Carr sees this as a five-zone project: Zone One covers the data from the point of origination to the processor's gateway or network. Zone Two is within the processor's network. Zone Three consists of the HSM's and central processing units within the network. Zone Four is all data at rest in data warehouses, databases and archives. Zone Five covers the data to the issuer through the card brand network.
Carr believes mandates aren't required, that the marketplace will develop good solutions over the next two to three years. I see this effort as on par with the NASA moon shot in difficulty, but perhaps I am too jaded an observer. I do know that if anyone can make it work, it will be Carr.

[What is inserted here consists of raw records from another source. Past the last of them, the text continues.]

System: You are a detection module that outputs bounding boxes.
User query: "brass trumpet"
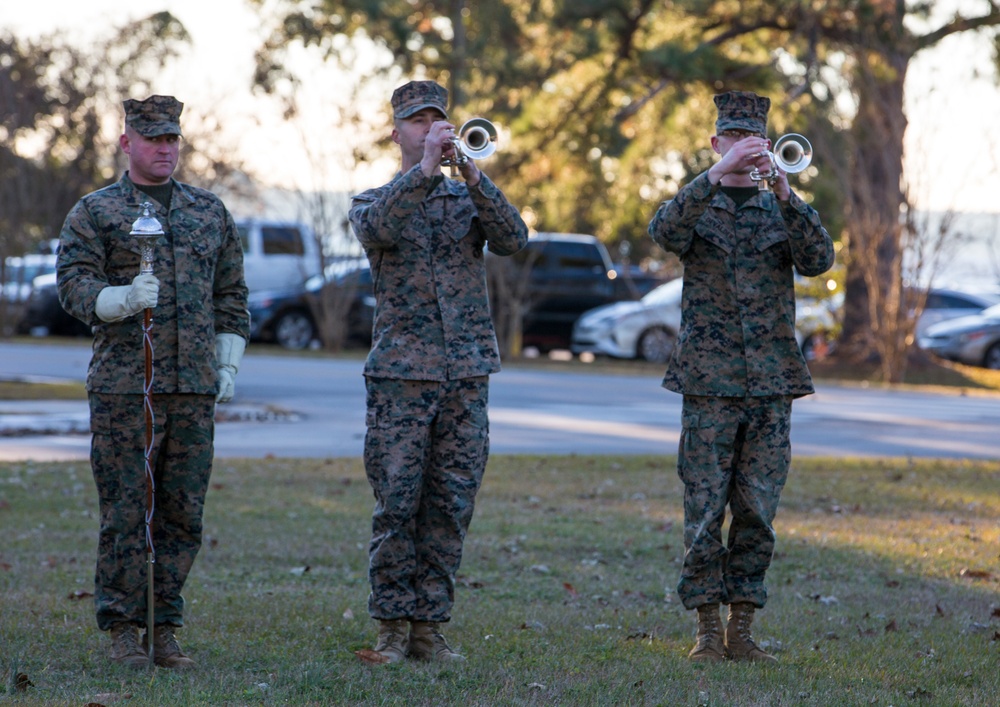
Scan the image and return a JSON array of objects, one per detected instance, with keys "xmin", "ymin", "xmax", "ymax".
[
  {"xmin": 441, "ymin": 118, "xmax": 497, "ymax": 177},
  {"xmin": 750, "ymin": 133, "xmax": 812, "ymax": 191}
]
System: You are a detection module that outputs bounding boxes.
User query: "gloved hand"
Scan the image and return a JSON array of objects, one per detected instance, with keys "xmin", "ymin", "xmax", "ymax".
[
  {"xmin": 215, "ymin": 334, "xmax": 247, "ymax": 403},
  {"xmin": 94, "ymin": 275, "xmax": 160, "ymax": 322}
]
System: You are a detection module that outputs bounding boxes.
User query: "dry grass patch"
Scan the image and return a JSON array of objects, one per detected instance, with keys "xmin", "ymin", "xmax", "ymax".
[{"xmin": 0, "ymin": 456, "xmax": 1000, "ymax": 706}]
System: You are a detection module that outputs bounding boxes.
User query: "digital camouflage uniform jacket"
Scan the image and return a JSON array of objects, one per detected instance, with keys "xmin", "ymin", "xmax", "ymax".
[
  {"xmin": 57, "ymin": 173, "xmax": 250, "ymax": 395},
  {"xmin": 649, "ymin": 172, "xmax": 834, "ymax": 397},
  {"xmin": 350, "ymin": 165, "xmax": 528, "ymax": 381}
]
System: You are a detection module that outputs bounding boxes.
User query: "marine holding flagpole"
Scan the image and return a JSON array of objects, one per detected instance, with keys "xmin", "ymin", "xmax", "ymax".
[{"xmin": 56, "ymin": 96, "xmax": 250, "ymax": 668}]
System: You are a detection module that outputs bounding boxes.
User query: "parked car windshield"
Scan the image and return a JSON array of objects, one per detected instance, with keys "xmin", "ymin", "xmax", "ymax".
[{"xmin": 642, "ymin": 277, "xmax": 684, "ymax": 307}]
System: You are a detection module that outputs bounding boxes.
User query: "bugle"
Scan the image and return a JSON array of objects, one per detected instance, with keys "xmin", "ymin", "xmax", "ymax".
[
  {"xmin": 441, "ymin": 118, "xmax": 497, "ymax": 177},
  {"xmin": 750, "ymin": 133, "xmax": 812, "ymax": 191}
]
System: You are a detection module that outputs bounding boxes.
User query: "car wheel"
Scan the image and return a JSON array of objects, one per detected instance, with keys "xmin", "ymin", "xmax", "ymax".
[
  {"xmin": 274, "ymin": 310, "xmax": 316, "ymax": 351},
  {"xmin": 983, "ymin": 341, "xmax": 1000, "ymax": 371},
  {"xmin": 636, "ymin": 327, "xmax": 677, "ymax": 363}
]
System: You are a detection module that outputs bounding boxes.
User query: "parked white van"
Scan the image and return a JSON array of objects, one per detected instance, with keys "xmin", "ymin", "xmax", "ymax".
[{"xmin": 236, "ymin": 219, "xmax": 322, "ymax": 292}]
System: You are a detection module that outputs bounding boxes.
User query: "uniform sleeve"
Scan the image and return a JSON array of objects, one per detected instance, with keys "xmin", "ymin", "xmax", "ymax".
[
  {"xmin": 348, "ymin": 164, "xmax": 443, "ymax": 251},
  {"xmin": 469, "ymin": 172, "xmax": 528, "ymax": 255},
  {"xmin": 649, "ymin": 172, "xmax": 718, "ymax": 256},
  {"xmin": 779, "ymin": 192, "xmax": 835, "ymax": 277},
  {"xmin": 56, "ymin": 200, "xmax": 112, "ymax": 326},
  {"xmin": 212, "ymin": 208, "xmax": 250, "ymax": 341}
]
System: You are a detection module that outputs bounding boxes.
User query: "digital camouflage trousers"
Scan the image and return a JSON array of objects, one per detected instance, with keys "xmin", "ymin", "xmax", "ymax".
[
  {"xmin": 90, "ymin": 393, "xmax": 215, "ymax": 630},
  {"xmin": 677, "ymin": 395, "xmax": 792, "ymax": 609},
  {"xmin": 364, "ymin": 376, "xmax": 489, "ymax": 622}
]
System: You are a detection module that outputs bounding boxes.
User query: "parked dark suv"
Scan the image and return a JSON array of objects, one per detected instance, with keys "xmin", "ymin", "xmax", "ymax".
[{"xmin": 490, "ymin": 233, "xmax": 663, "ymax": 351}]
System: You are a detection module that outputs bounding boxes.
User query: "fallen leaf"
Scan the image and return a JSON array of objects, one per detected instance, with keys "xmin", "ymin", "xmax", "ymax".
[{"xmin": 354, "ymin": 648, "xmax": 389, "ymax": 665}]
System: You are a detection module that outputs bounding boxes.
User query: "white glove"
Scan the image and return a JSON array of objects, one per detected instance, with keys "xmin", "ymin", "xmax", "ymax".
[
  {"xmin": 215, "ymin": 334, "xmax": 247, "ymax": 403},
  {"xmin": 94, "ymin": 275, "xmax": 160, "ymax": 322}
]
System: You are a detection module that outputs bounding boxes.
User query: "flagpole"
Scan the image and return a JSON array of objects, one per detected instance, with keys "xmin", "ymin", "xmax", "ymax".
[{"xmin": 130, "ymin": 201, "xmax": 163, "ymax": 666}]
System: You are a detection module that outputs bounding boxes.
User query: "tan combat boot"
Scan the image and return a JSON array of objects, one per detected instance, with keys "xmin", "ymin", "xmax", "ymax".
[
  {"xmin": 375, "ymin": 619, "xmax": 409, "ymax": 663},
  {"xmin": 408, "ymin": 621, "xmax": 465, "ymax": 662},
  {"xmin": 688, "ymin": 604, "xmax": 725, "ymax": 663},
  {"xmin": 110, "ymin": 623, "xmax": 149, "ymax": 668},
  {"xmin": 143, "ymin": 624, "xmax": 197, "ymax": 670},
  {"xmin": 726, "ymin": 601, "xmax": 778, "ymax": 662}
]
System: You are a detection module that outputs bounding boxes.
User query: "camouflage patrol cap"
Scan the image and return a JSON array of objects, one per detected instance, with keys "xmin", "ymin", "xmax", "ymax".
[
  {"xmin": 715, "ymin": 91, "xmax": 771, "ymax": 135},
  {"xmin": 392, "ymin": 81, "xmax": 448, "ymax": 119},
  {"xmin": 122, "ymin": 96, "xmax": 184, "ymax": 137}
]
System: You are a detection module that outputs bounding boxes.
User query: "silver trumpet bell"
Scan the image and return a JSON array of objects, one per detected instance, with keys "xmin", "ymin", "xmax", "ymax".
[
  {"xmin": 441, "ymin": 118, "xmax": 497, "ymax": 177},
  {"xmin": 774, "ymin": 133, "xmax": 812, "ymax": 174},
  {"xmin": 458, "ymin": 118, "xmax": 497, "ymax": 160}
]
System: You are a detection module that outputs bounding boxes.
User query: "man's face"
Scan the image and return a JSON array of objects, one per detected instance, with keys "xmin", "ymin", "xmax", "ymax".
[
  {"xmin": 119, "ymin": 128, "xmax": 181, "ymax": 184},
  {"xmin": 712, "ymin": 129, "xmax": 771, "ymax": 174},
  {"xmin": 392, "ymin": 108, "xmax": 445, "ymax": 163}
]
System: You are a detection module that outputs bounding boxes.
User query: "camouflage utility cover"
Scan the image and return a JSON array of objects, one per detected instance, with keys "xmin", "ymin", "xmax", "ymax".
[
  {"xmin": 714, "ymin": 91, "xmax": 771, "ymax": 135},
  {"xmin": 649, "ymin": 172, "xmax": 834, "ymax": 397},
  {"xmin": 350, "ymin": 165, "xmax": 528, "ymax": 381},
  {"xmin": 122, "ymin": 96, "xmax": 184, "ymax": 137},
  {"xmin": 56, "ymin": 174, "xmax": 250, "ymax": 395},
  {"xmin": 390, "ymin": 81, "xmax": 448, "ymax": 120}
]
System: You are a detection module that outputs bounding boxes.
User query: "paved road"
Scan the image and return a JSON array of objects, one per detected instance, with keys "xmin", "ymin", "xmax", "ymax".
[{"xmin": 0, "ymin": 343, "xmax": 1000, "ymax": 460}]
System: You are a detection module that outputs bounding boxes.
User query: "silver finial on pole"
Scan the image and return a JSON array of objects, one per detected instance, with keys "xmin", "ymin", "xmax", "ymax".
[
  {"xmin": 129, "ymin": 201, "xmax": 163, "ymax": 275},
  {"xmin": 129, "ymin": 201, "xmax": 163, "ymax": 667}
]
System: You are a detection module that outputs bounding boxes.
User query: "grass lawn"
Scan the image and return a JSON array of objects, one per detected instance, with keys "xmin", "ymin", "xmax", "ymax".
[{"xmin": 0, "ymin": 456, "xmax": 1000, "ymax": 707}]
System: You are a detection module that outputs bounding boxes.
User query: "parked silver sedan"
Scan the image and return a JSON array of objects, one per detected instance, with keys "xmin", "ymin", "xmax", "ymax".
[
  {"xmin": 570, "ymin": 278, "xmax": 844, "ymax": 363},
  {"xmin": 917, "ymin": 304, "xmax": 1000, "ymax": 370},
  {"xmin": 570, "ymin": 278, "xmax": 684, "ymax": 363}
]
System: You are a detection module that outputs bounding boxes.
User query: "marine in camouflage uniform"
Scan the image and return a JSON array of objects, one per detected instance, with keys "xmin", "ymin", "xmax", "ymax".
[
  {"xmin": 649, "ymin": 92, "xmax": 834, "ymax": 660},
  {"xmin": 57, "ymin": 96, "xmax": 249, "ymax": 667},
  {"xmin": 350, "ymin": 81, "xmax": 528, "ymax": 661}
]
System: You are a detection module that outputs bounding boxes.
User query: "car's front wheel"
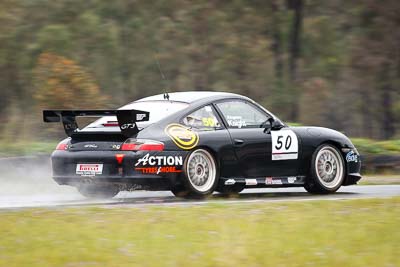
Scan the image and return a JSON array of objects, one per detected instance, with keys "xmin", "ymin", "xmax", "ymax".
[
  {"xmin": 304, "ymin": 144, "xmax": 345, "ymax": 194},
  {"xmin": 172, "ymin": 149, "xmax": 218, "ymax": 198},
  {"xmin": 76, "ymin": 184, "xmax": 119, "ymax": 198}
]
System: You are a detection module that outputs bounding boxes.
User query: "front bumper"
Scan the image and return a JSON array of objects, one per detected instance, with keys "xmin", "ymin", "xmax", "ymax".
[{"xmin": 51, "ymin": 150, "xmax": 187, "ymax": 190}]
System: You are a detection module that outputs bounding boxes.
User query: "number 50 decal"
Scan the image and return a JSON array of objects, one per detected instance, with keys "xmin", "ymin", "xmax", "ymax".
[{"xmin": 271, "ymin": 130, "xmax": 299, "ymax": 160}]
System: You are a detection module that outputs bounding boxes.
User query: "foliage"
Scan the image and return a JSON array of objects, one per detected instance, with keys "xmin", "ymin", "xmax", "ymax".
[
  {"xmin": 0, "ymin": 140, "xmax": 57, "ymax": 158},
  {"xmin": 0, "ymin": 0, "xmax": 400, "ymax": 139},
  {"xmin": 34, "ymin": 53, "xmax": 107, "ymax": 109},
  {"xmin": 351, "ymin": 138, "xmax": 400, "ymax": 155}
]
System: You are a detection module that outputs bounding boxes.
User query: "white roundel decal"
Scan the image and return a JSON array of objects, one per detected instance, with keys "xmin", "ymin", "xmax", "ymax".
[{"xmin": 271, "ymin": 130, "xmax": 299, "ymax": 160}]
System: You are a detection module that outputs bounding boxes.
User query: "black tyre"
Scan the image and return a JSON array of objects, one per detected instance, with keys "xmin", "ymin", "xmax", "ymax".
[
  {"xmin": 171, "ymin": 149, "xmax": 219, "ymax": 198},
  {"xmin": 77, "ymin": 184, "xmax": 119, "ymax": 198},
  {"xmin": 217, "ymin": 184, "xmax": 245, "ymax": 195},
  {"xmin": 304, "ymin": 144, "xmax": 346, "ymax": 194}
]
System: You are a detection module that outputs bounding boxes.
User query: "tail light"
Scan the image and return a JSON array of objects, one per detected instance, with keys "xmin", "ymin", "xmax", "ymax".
[
  {"xmin": 56, "ymin": 139, "xmax": 69, "ymax": 150},
  {"xmin": 121, "ymin": 139, "xmax": 164, "ymax": 151},
  {"xmin": 103, "ymin": 121, "xmax": 119, "ymax": 127}
]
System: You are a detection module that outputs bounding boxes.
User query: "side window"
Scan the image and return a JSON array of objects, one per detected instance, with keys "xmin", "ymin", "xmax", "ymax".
[
  {"xmin": 183, "ymin": 106, "xmax": 221, "ymax": 130},
  {"xmin": 217, "ymin": 101, "xmax": 269, "ymax": 128}
]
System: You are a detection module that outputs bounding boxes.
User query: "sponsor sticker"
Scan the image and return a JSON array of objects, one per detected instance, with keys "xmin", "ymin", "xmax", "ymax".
[
  {"xmin": 135, "ymin": 166, "xmax": 182, "ymax": 174},
  {"xmin": 76, "ymin": 164, "xmax": 103, "ymax": 176},
  {"xmin": 246, "ymin": 179, "xmax": 257, "ymax": 185},
  {"xmin": 135, "ymin": 153, "xmax": 183, "ymax": 166},
  {"xmin": 271, "ymin": 130, "xmax": 299, "ymax": 160},
  {"xmin": 346, "ymin": 151, "xmax": 358, "ymax": 162},
  {"xmin": 265, "ymin": 177, "xmax": 283, "ymax": 184},
  {"xmin": 165, "ymin": 123, "xmax": 199, "ymax": 150},
  {"xmin": 84, "ymin": 144, "xmax": 97, "ymax": 148}
]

In reflecting upon data breaches, you might think, "This can never happen to me." Maybe you think your operation is not as big a target as Heartland, or perhaps you think you have airtight security. Maybe: In 2008, there were 635 breaches, but I didn't hear of more than a handful. This is about trust, and trust is the foundation of the information economy.
Recent studies of terminated employees show that people feel comfortable taking data belonging to their employers with them when they leave. This should really scare you. This is why the privacy business is a growth business: The IAPP, for example, has 6,200 members and is just getting started.
Your merchants need to feel certain you are handling their data in a way that meets generally accepted data security practices, and it is this standard to which your company will be held. Carr is elevating the standard, but he said "knowledge of security threats should not be viewed as a competitive advantage."
The bad guys out there are aggressive, smart, numerous and well-funded, and they are talking to each other. Shouldn't we be doing the same?